Tip Leakage Flow and its Implication on the Acoustic Signature of a Low-Speed Fan
2.1 Noise Generation Mechanisms
Fans and blowers are omnipresent in daily life. They are utilized in large scale Heating, Ventilation and Air-Conditioning (HVAC) systems, automotive cooling systems as well as small scale systems such as electronic cooling systems for home computers. They represent as many sources of noise disturbances.
Meanwhile, the health impacts of environmental noise are fast becoming a growing concern. A recent report from the World Health Organization concludes that ”If negative effects on sleep are to be avoided the equivalent sound pressure level should not exceed 30 dBA indoors for continuous noise”. This is a challenge for fan and blower manufacturers. A new generation of both efficient and quiet air moving systems is needed. For that purpose, a better understanding of the noise generation mechanisms in low-speed fans and blowers is required.
Within this scope, a consortium named Ultra High-Efficiency Quiet (UHEQ) Fans has been funded between Michigan State University (MSU), University of Notre Dame (ND) and Université de Sherbrooke (UdeS). The first phase of this consortium, from 2010 to 2015, focused on the collection of experimental data sets. The present phase of the UHEQ consortium aims at using advanced numerical tools together with the available experimental database in order to give a strong understanding of the noise generation mechanisms in blowers and fans.
The fan investigated in this study, dubbed Rotating Controlled Diffusion Blade (RCDB), is a research fan that has been subject to an extensive experimental investigation using the Axial Fan Research and Development (AFRD) test facility at MSU. The AFRD facility consists in a large plenum of 3x3x2 m large, the test fan being mounted in an opening on the ceiling wall. The fan has a diameter of 740 mm, and a 3 mm annular tip clearance with the shroud surface; the blade span is 135.2 mm and the controlled diffusion (CD) profiles forming the blades have a constant chord of 133.9 mm along the span. The RCDB was designed to be modular and is able to accommodate anywhere from 2 to 9 blades. The design flow rate of the fan is 2.31 kg/s and the design rotational speed is 437 RPM. Available experimental data from the AFRD facility includes wall-pressure measurements on the fan blades along the chord for several radial positions. Hot-wire anemometry and PIV measurements were also conducted to provide an in-depth description of the flowfield encountered downstream of the fan. More recently, aeroacoustic measurements were also carried out within the non-anechoic AFRD facility.

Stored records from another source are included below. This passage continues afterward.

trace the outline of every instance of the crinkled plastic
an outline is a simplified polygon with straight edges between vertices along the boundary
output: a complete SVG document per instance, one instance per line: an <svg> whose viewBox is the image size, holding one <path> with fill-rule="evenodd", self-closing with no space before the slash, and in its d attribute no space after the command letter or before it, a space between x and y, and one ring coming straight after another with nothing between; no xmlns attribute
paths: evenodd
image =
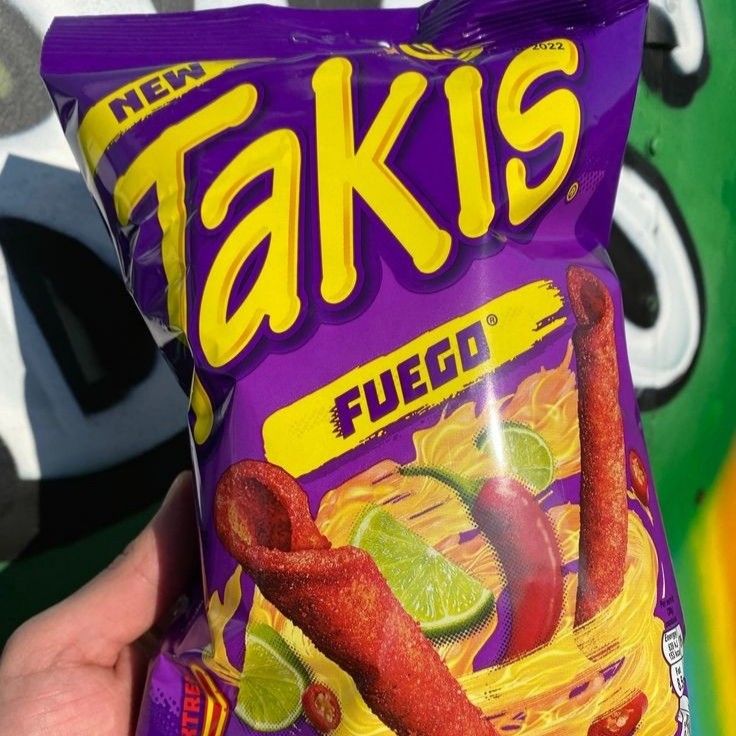
<svg viewBox="0 0 736 736"><path fill-rule="evenodd" d="M43 77L191 396L203 597L139 736L689 733L605 250L644 23L54 22Z"/></svg>

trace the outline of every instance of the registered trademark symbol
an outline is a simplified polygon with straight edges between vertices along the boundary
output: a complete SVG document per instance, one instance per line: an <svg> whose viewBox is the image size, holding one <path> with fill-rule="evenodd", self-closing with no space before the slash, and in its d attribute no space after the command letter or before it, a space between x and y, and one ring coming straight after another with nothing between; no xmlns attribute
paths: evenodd
<svg viewBox="0 0 736 736"><path fill-rule="evenodd" d="M572 202L573 199L575 199L575 195L580 191L580 184L578 182L573 182L570 188L567 190L567 195L565 196L566 202Z"/></svg>
<svg viewBox="0 0 736 736"><path fill-rule="evenodd" d="M489 315L488 315L488 316L486 317L486 322L488 322L488 324L489 324L489 325L490 325L491 327L493 327L493 325L495 325L495 324L498 324L498 317L496 317L496 315L495 315L495 314L489 314Z"/></svg>

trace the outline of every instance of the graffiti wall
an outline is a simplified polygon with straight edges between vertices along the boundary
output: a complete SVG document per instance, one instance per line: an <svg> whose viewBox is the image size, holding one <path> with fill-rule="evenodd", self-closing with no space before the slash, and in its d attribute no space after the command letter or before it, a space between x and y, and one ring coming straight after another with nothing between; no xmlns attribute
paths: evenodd
<svg viewBox="0 0 736 736"><path fill-rule="evenodd" d="M0 641L106 564L188 455L185 397L52 120L41 38L54 14L231 4L0 0ZM611 244L701 736L736 734L734 37L732 0L652 0Z"/></svg>
<svg viewBox="0 0 736 736"><path fill-rule="evenodd" d="M633 243L648 267L632 268L641 286L630 296L631 338L650 356L642 417L686 609L693 731L703 736L736 733L736 151L726 134L736 124L735 31L728 0L653 3L617 207L620 253Z"/></svg>

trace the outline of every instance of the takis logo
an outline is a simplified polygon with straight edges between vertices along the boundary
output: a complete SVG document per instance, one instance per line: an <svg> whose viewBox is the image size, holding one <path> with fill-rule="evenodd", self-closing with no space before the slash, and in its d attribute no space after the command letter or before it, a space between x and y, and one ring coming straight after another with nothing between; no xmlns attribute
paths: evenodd
<svg viewBox="0 0 736 736"><path fill-rule="evenodd" d="M491 85L484 79L478 66L459 64L442 80L442 97L426 95L429 80L424 74L403 72L390 82L372 119L367 124L361 120L360 129L365 132L356 140L353 65L342 57L324 61L311 79L316 156L305 158L304 144L294 130L276 128L237 153L204 192L198 214L204 228L216 233L226 220L229 227L235 200L249 184L263 175L271 180L268 196L244 215L238 212L240 219L223 235L200 298L192 299L191 304L185 288L185 157L221 133L247 126L262 92L250 82L238 84L165 129L117 179L117 218L122 228L135 227L136 208L155 191L169 320L175 329L189 332L190 339L196 329L207 363L222 368L264 336L288 333L307 308L299 291L300 259L305 250L300 247L305 160L314 161L315 167L316 265L321 274L319 298L325 305L346 304L360 288L356 195L369 216L378 218L391 232L395 247L408 256L417 275L431 278L450 261L458 237L480 238L496 224L498 202L508 203L503 209L508 220L505 229L520 228L562 186L579 143L580 102L565 86L547 91L532 104L526 96L541 79L560 74L570 77L579 64L578 47L572 41L552 39L512 58L497 86L496 80ZM80 128L89 169L93 171L101 159L100 138L109 138L99 135L101 127L120 132L122 125L124 132L150 114L145 103L154 107L159 100L165 103L167 98L186 93L187 85L199 86L236 65L202 62L161 70L98 103ZM484 85L493 88L486 93L493 96L490 115L485 109L489 103L482 94ZM441 105L441 114L448 120L447 146L453 153L459 204L454 222L438 222L428 209L430 203L423 203L388 163L389 155L401 145L399 137L413 124L420 124L416 113L423 105ZM494 121L491 130L486 130L487 119ZM557 157L544 178L532 184L524 156L533 156L553 138L559 141ZM510 148L516 155L494 160L500 148ZM247 293L238 293L239 303L233 308L239 276L266 239L260 270L249 281ZM188 316L190 309L196 309L196 315Z"/></svg>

For the purposes of this study, the 3-blade RCDB configuration within the full AFRD facility was simulated using a lattice-Boltzmann method (LBM) code to further investigate the entire flowfield around the fan. Three operating points covering the entire stable operating range are covered and a detailed aeroacoustic analysis is carried out in order to especially investigate the role of tip leakage flow on the acoustic footprint. A detailed analysis of the trajectory and of the unsteady behaviour of the tip-leakage flow is performed. The main flow features and their connections with typical acoustic signatures are explained.